We will be looking at the relationship between commute times and distance traveled. For this presentation, we have 500 points of data for each of the following cities: Boston, Houston, Minneapolis, and Washington.

\[Time_i = \beta_0 + \beta_1 \cdot Distance_i + \varepsilon_i\]
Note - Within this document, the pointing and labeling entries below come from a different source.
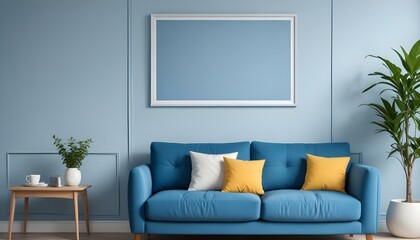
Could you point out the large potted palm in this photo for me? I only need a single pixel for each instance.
(399, 117)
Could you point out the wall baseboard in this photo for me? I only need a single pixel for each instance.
(67, 226)
(95, 226)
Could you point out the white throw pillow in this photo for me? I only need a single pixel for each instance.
(208, 171)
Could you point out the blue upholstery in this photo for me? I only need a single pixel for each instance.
(171, 162)
(285, 164)
(139, 190)
(364, 184)
(253, 228)
(173, 210)
(309, 206)
(203, 206)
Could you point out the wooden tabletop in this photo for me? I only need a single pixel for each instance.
(55, 189)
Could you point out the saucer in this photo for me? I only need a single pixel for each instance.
(41, 184)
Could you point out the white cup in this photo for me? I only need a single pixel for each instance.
(33, 179)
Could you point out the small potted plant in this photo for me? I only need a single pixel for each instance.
(399, 115)
(72, 156)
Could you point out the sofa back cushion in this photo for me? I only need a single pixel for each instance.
(285, 164)
(171, 162)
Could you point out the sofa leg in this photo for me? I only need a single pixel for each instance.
(369, 236)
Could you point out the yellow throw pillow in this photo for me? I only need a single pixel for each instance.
(325, 173)
(243, 176)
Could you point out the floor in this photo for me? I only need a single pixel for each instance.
(125, 236)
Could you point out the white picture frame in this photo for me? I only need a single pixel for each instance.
(175, 35)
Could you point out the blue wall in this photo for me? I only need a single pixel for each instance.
(81, 68)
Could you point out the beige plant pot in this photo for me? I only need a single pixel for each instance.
(402, 219)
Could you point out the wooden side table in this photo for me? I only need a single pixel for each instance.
(49, 192)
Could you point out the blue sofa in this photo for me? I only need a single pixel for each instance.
(159, 202)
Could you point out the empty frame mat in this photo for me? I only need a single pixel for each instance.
(222, 60)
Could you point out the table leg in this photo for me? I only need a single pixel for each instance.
(86, 207)
(25, 214)
(76, 213)
(12, 213)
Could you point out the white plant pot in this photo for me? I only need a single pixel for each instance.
(72, 177)
(402, 219)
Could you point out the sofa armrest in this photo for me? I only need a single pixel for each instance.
(139, 190)
(364, 184)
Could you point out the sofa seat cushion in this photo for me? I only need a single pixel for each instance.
(309, 206)
(203, 206)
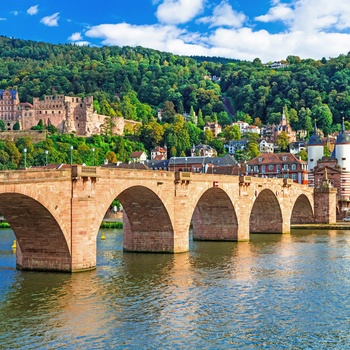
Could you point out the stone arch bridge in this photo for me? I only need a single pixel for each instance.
(56, 214)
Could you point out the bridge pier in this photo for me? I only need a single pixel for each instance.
(56, 215)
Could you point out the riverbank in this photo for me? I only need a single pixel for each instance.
(340, 225)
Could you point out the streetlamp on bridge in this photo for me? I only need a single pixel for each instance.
(25, 158)
(71, 154)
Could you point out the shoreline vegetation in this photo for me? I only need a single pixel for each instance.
(112, 224)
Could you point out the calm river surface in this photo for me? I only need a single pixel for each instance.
(274, 292)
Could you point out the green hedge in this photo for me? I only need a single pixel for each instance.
(116, 224)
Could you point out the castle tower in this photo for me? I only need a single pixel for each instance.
(342, 149)
(342, 154)
(315, 153)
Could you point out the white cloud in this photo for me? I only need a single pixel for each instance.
(82, 43)
(75, 37)
(280, 12)
(311, 31)
(179, 11)
(123, 34)
(310, 15)
(33, 10)
(224, 15)
(51, 21)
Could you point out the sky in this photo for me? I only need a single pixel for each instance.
(240, 29)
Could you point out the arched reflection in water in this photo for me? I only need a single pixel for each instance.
(219, 295)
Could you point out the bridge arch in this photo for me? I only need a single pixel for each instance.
(41, 243)
(302, 212)
(147, 225)
(266, 214)
(214, 217)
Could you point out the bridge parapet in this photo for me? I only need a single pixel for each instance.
(34, 175)
(85, 171)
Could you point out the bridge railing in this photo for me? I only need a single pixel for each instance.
(84, 171)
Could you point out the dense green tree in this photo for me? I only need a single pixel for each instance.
(232, 133)
(282, 141)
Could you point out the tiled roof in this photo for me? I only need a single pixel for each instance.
(13, 93)
(275, 158)
(136, 154)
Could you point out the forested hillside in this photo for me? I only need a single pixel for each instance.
(133, 79)
(136, 82)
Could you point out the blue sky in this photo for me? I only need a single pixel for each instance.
(241, 29)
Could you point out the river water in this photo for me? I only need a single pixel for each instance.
(274, 292)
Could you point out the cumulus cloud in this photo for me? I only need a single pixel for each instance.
(33, 10)
(82, 43)
(313, 28)
(51, 21)
(280, 12)
(310, 15)
(224, 15)
(123, 34)
(75, 37)
(179, 11)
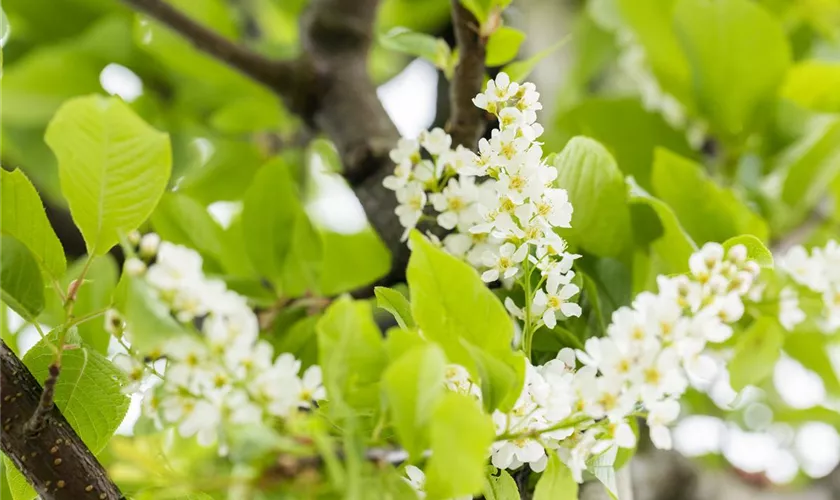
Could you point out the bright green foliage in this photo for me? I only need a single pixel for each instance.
(556, 482)
(279, 237)
(460, 437)
(21, 286)
(395, 303)
(813, 85)
(503, 45)
(810, 165)
(738, 54)
(94, 296)
(184, 221)
(88, 393)
(113, 167)
(147, 317)
(755, 249)
(351, 354)
(454, 308)
(22, 216)
(707, 211)
(811, 349)
(412, 385)
(601, 220)
(498, 485)
(756, 352)
(674, 246)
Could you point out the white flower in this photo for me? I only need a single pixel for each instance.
(504, 264)
(311, 387)
(454, 201)
(555, 299)
(436, 141)
(660, 415)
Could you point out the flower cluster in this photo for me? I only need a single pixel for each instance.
(817, 272)
(221, 372)
(503, 225)
(640, 368)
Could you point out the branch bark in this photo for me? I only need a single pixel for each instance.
(54, 460)
(467, 123)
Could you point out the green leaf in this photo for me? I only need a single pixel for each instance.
(449, 302)
(738, 54)
(412, 385)
(113, 167)
(95, 295)
(395, 303)
(21, 286)
(651, 23)
(605, 120)
(280, 240)
(601, 219)
(675, 246)
(519, 70)
(88, 392)
(556, 482)
(182, 220)
(22, 216)
(411, 42)
(351, 354)
(501, 377)
(147, 317)
(813, 85)
(811, 349)
(501, 487)
(756, 353)
(755, 249)
(809, 166)
(460, 435)
(503, 45)
(708, 212)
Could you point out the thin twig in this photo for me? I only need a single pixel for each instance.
(467, 123)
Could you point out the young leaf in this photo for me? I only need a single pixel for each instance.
(182, 220)
(675, 246)
(88, 393)
(756, 353)
(147, 317)
(813, 85)
(501, 487)
(519, 70)
(601, 220)
(708, 212)
(412, 385)
(395, 303)
(351, 354)
(738, 54)
(460, 436)
(449, 302)
(22, 216)
(503, 45)
(556, 482)
(755, 249)
(113, 167)
(21, 286)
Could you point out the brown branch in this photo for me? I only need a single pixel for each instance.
(279, 75)
(467, 123)
(54, 460)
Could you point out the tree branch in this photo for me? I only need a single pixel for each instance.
(279, 75)
(54, 460)
(467, 122)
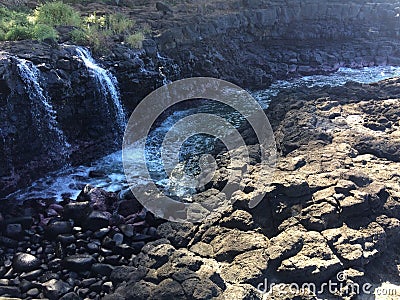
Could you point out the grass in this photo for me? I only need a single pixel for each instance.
(135, 40)
(96, 31)
(119, 23)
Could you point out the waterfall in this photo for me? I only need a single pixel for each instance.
(108, 86)
(43, 114)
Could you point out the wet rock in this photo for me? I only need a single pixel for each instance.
(14, 231)
(97, 220)
(78, 263)
(127, 273)
(168, 289)
(118, 238)
(70, 296)
(24, 262)
(102, 269)
(55, 289)
(239, 219)
(228, 243)
(58, 227)
(33, 292)
(315, 261)
(10, 291)
(357, 247)
(241, 291)
(178, 233)
(248, 267)
(77, 211)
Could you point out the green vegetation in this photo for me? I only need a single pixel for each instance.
(43, 31)
(95, 31)
(119, 23)
(135, 40)
(55, 13)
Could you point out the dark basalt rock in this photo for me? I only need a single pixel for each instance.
(25, 262)
(78, 263)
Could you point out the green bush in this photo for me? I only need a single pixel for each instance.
(56, 13)
(79, 36)
(119, 23)
(43, 31)
(99, 40)
(135, 40)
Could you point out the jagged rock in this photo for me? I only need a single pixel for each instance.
(239, 219)
(315, 261)
(79, 262)
(179, 234)
(97, 220)
(241, 291)
(227, 243)
(54, 289)
(248, 267)
(357, 247)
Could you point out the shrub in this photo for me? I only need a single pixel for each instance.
(17, 33)
(135, 40)
(119, 23)
(79, 37)
(43, 31)
(56, 13)
(98, 40)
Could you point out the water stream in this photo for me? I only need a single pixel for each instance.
(108, 87)
(43, 114)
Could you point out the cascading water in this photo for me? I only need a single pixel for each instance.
(71, 181)
(108, 87)
(43, 114)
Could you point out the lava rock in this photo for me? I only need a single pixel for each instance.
(97, 220)
(54, 289)
(24, 262)
(79, 262)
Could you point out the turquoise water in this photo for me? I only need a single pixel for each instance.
(69, 182)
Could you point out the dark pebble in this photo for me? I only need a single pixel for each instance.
(10, 291)
(58, 227)
(24, 262)
(102, 269)
(14, 231)
(78, 262)
(97, 220)
(31, 275)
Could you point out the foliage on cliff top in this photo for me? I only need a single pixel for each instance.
(55, 13)
(96, 31)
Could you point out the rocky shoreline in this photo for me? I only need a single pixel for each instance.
(333, 207)
(248, 42)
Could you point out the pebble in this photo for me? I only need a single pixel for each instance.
(14, 230)
(78, 262)
(118, 238)
(24, 262)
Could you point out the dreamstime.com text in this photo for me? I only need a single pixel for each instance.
(339, 286)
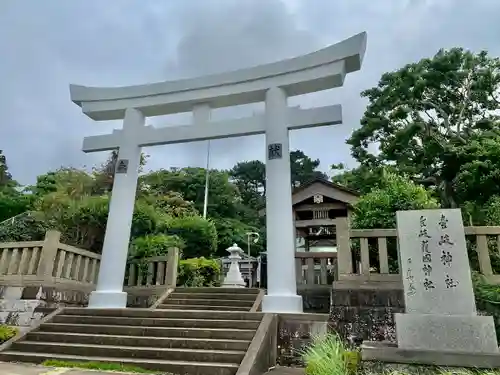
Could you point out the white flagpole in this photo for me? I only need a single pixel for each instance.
(201, 117)
(207, 180)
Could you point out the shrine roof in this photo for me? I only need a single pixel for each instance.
(325, 188)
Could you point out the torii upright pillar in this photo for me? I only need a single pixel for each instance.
(109, 291)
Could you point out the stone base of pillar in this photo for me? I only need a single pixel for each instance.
(107, 300)
(291, 304)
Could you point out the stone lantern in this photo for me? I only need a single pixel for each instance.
(233, 277)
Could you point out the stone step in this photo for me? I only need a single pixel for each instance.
(178, 367)
(216, 290)
(122, 340)
(202, 307)
(172, 354)
(176, 314)
(168, 332)
(209, 302)
(160, 322)
(225, 296)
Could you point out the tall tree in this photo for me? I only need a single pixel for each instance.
(303, 168)
(250, 176)
(105, 174)
(5, 176)
(427, 116)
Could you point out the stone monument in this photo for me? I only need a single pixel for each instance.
(440, 325)
(234, 277)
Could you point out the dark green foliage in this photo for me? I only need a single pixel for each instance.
(196, 272)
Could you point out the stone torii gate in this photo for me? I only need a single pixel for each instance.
(272, 83)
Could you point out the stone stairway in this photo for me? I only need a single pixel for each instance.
(215, 299)
(174, 341)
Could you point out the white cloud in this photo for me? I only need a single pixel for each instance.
(46, 45)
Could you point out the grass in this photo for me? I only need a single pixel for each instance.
(7, 332)
(327, 355)
(103, 366)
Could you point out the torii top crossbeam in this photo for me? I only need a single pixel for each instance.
(317, 71)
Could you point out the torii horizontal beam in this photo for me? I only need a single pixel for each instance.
(253, 125)
(317, 71)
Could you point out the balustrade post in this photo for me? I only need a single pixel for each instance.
(172, 265)
(344, 254)
(48, 254)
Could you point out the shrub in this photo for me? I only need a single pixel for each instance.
(327, 355)
(103, 366)
(154, 245)
(487, 299)
(199, 235)
(7, 332)
(196, 272)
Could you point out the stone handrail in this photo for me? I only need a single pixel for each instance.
(482, 237)
(313, 269)
(51, 262)
(160, 270)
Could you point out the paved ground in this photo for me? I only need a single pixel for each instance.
(24, 369)
(286, 371)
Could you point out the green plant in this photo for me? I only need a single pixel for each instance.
(197, 272)
(154, 245)
(97, 366)
(7, 332)
(199, 235)
(327, 355)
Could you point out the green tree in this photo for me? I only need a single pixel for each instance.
(250, 178)
(5, 176)
(104, 176)
(199, 235)
(361, 179)
(378, 208)
(428, 116)
(223, 197)
(304, 169)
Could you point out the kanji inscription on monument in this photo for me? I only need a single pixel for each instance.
(274, 151)
(434, 261)
(122, 166)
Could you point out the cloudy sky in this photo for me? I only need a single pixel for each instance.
(46, 45)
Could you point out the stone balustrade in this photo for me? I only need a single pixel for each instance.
(50, 263)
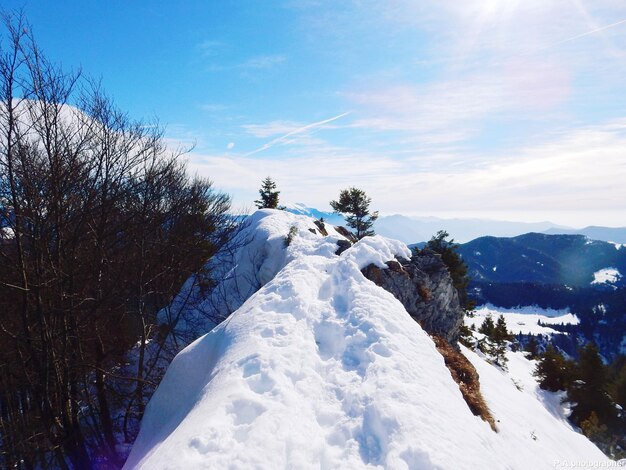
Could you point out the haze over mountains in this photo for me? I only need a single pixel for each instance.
(413, 229)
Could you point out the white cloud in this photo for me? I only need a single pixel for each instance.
(580, 170)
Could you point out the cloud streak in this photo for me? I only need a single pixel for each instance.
(286, 137)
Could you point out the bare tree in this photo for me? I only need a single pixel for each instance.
(102, 226)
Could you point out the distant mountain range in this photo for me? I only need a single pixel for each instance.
(418, 229)
(572, 260)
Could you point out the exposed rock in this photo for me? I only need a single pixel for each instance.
(423, 285)
(346, 233)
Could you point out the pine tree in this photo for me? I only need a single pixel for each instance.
(588, 391)
(269, 195)
(453, 261)
(501, 333)
(354, 204)
(487, 327)
(532, 347)
(552, 370)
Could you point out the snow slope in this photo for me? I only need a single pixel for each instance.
(321, 368)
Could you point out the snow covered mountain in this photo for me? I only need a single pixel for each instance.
(322, 368)
(413, 229)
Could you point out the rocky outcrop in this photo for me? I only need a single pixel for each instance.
(423, 285)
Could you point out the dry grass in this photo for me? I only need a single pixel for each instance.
(465, 375)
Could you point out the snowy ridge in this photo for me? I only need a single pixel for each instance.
(321, 368)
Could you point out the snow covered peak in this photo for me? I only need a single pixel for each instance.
(321, 368)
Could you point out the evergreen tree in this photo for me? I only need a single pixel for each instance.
(457, 268)
(487, 327)
(269, 195)
(588, 392)
(354, 204)
(552, 370)
(501, 333)
(532, 347)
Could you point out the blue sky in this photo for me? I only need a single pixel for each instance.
(511, 109)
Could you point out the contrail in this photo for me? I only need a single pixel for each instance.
(283, 138)
(597, 30)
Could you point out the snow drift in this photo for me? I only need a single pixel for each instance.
(321, 368)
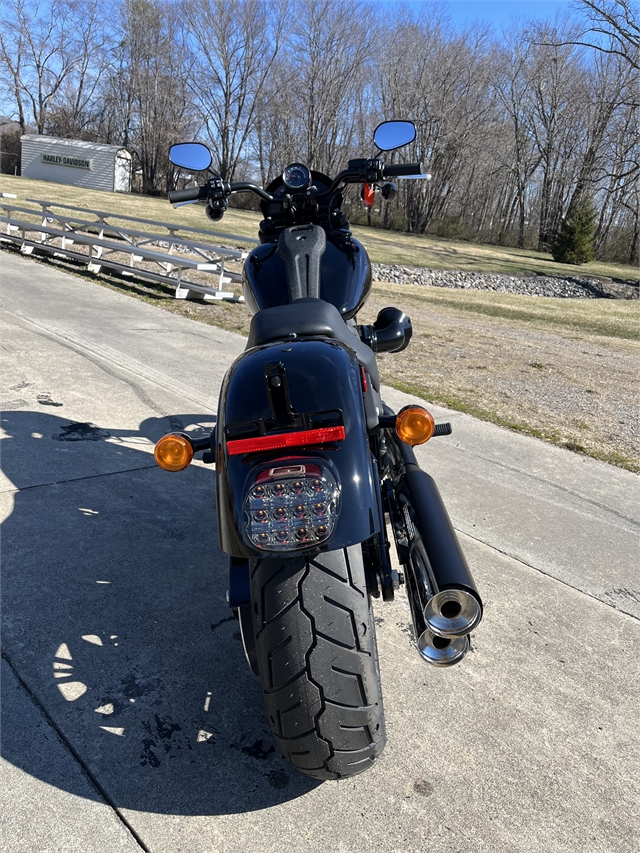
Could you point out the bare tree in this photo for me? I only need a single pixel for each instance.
(619, 22)
(38, 54)
(146, 106)
(235, 44)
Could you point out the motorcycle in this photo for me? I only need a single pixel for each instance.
(314, 470)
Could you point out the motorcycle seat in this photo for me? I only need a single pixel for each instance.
(310, 318)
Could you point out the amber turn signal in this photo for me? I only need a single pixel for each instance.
(415, 425)
(173, 452)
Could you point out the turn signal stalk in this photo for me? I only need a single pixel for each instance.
(173, 452)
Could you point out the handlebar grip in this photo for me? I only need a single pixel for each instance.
(401, 170)
(191, 194)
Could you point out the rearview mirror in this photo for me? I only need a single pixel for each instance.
(190, 155)
(394, 134)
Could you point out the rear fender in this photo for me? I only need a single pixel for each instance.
(321, 376)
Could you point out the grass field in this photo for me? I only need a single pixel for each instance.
(564, 370)
(389, 247)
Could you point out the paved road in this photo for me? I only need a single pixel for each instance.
(130, 720)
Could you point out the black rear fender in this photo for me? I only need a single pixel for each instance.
(321, 377)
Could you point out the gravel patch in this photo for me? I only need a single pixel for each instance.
(573, 287)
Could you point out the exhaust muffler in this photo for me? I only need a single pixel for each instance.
(445, 603)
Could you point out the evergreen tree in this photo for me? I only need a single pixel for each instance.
(575, 242)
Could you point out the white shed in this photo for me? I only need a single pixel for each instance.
(72, 161)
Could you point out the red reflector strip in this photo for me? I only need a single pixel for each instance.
(285, 439)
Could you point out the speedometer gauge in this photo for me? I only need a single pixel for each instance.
(296, 177)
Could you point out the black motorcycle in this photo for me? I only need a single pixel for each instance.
(313, 469)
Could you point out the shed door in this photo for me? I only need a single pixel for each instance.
(123, 175)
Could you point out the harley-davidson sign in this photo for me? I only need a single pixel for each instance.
(59, 160)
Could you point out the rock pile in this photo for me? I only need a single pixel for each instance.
(573, 287)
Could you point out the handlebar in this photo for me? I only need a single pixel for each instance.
(191, 194)
(358, 171)
(403, 170)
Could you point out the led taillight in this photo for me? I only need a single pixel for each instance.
(278, 441)
(292, 507)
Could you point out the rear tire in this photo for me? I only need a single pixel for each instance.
(318, 662)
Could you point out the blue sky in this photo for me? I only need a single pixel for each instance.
(496, 12)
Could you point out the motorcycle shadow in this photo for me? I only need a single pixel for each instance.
(116, 623)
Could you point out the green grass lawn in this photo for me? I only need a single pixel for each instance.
(389, 247)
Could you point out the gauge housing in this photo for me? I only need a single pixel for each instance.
(296, 177)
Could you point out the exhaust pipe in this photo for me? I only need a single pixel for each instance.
(444, 600)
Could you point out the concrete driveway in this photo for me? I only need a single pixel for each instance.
(130, 719)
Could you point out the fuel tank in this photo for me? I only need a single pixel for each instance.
(345, 276)
(322, 376)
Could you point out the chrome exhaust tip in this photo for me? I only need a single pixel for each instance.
(452, 613)
(442, 651)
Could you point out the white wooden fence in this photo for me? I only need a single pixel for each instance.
(101, 240)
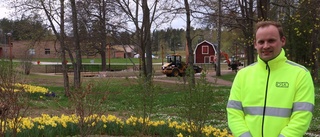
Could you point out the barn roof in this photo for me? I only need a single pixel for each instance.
(205, 41)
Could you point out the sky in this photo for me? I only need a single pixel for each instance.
(3, 12)
(177, 23)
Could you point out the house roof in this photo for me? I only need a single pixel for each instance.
(205, 41)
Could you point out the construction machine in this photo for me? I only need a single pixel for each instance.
(175, 67)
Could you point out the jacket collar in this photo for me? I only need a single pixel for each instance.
(274, 63)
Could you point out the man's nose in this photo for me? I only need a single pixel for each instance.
(265, 45)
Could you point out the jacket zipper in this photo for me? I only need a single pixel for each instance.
(265, 99)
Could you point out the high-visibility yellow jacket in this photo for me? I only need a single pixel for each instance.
(271, 99)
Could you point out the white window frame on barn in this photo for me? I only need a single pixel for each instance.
(202, 50)
(47, 51)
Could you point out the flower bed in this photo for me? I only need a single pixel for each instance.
(102, 125)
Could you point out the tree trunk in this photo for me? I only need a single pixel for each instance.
(63, 52)
(189, 42)
(218, 68)
(147, 39)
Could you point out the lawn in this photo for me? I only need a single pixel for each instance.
(125, 97)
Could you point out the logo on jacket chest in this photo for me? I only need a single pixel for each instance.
(282, 84)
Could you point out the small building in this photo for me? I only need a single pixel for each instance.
(204, 53)
(122, 51)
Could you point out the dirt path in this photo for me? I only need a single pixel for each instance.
(210, 76)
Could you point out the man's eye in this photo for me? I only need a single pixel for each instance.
(260, 42)
(271, 41)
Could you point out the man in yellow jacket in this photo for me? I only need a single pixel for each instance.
(273, 97)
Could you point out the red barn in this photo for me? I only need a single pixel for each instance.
(204, 53)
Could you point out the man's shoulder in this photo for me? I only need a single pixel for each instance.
(296, 65)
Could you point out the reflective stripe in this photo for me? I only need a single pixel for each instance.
(234, 104)
(246, 134)
(303, 106)
(270, 111)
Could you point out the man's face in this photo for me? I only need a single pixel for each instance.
(268, 42)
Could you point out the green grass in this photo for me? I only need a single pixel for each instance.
(98, 60)
(124, 98)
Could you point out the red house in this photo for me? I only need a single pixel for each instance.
(204, 53)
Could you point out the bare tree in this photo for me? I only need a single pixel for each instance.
(76, 64)
(143, 14)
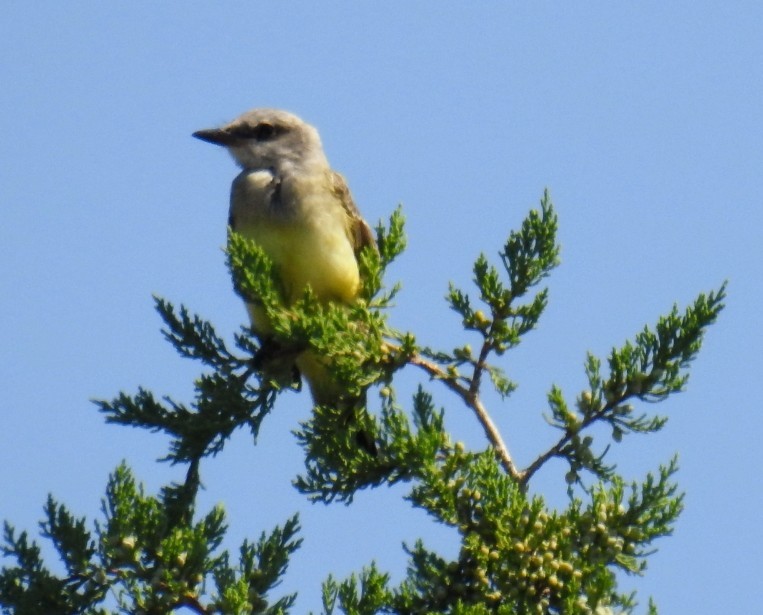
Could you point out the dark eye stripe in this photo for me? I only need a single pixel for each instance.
(261, 132)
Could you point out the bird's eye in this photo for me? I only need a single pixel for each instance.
(262, 132)
(259, 132)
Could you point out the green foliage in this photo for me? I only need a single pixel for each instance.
(155, 554)
(145, 558)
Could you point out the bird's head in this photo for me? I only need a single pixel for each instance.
(268, 139)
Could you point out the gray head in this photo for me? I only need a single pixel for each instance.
(268, 139)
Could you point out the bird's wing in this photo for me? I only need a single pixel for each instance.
(360, 232)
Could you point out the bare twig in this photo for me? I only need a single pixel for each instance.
(472, 400)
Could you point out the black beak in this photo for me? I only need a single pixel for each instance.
(218, 136)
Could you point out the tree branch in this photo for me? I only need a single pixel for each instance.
(472, 400)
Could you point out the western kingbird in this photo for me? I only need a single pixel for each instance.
(290, 202)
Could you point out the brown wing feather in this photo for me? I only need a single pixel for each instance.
(360, 232)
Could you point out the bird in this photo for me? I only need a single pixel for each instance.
(289, 200)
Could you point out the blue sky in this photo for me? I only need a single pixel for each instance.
(644, 120)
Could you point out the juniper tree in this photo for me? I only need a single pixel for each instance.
(153, 554)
• \(\beta_0\): intercept (baseline commute time)
• \(\beta_1\): average change in time per unit distance
• \(\varepsilon_i\): random error

\[ H_0: \beta_1 = 0 \]

\[ H_a: \beta_1 \neq 0 \]

• Tests whether distance is linearly related to commute time

## `geom_smooth()` using formula = 'y ~ x'

g <- lm(Time ~ Distance, data = MetroCommutes)

ggplot(data.frame(
  fitted = fitted(g),
  residuals = resid(g)
), aes(x = fitted, y = residuals)) +
  geom_point(alpha = 0.4) +
  geom_hline(yintercept = 0, linetype = "dashed") +
  labs(
    title = "Residuals vs Fitted Values",
    x = "Fitted Commute Time",
    y = "Residuals"
  )

Based on the available data, we can conclude that commute time generally increases as commute distance increases. We used a linear model to display this relationship. Residual analysis demonstrates that the linear model we used was appropriate for this data set.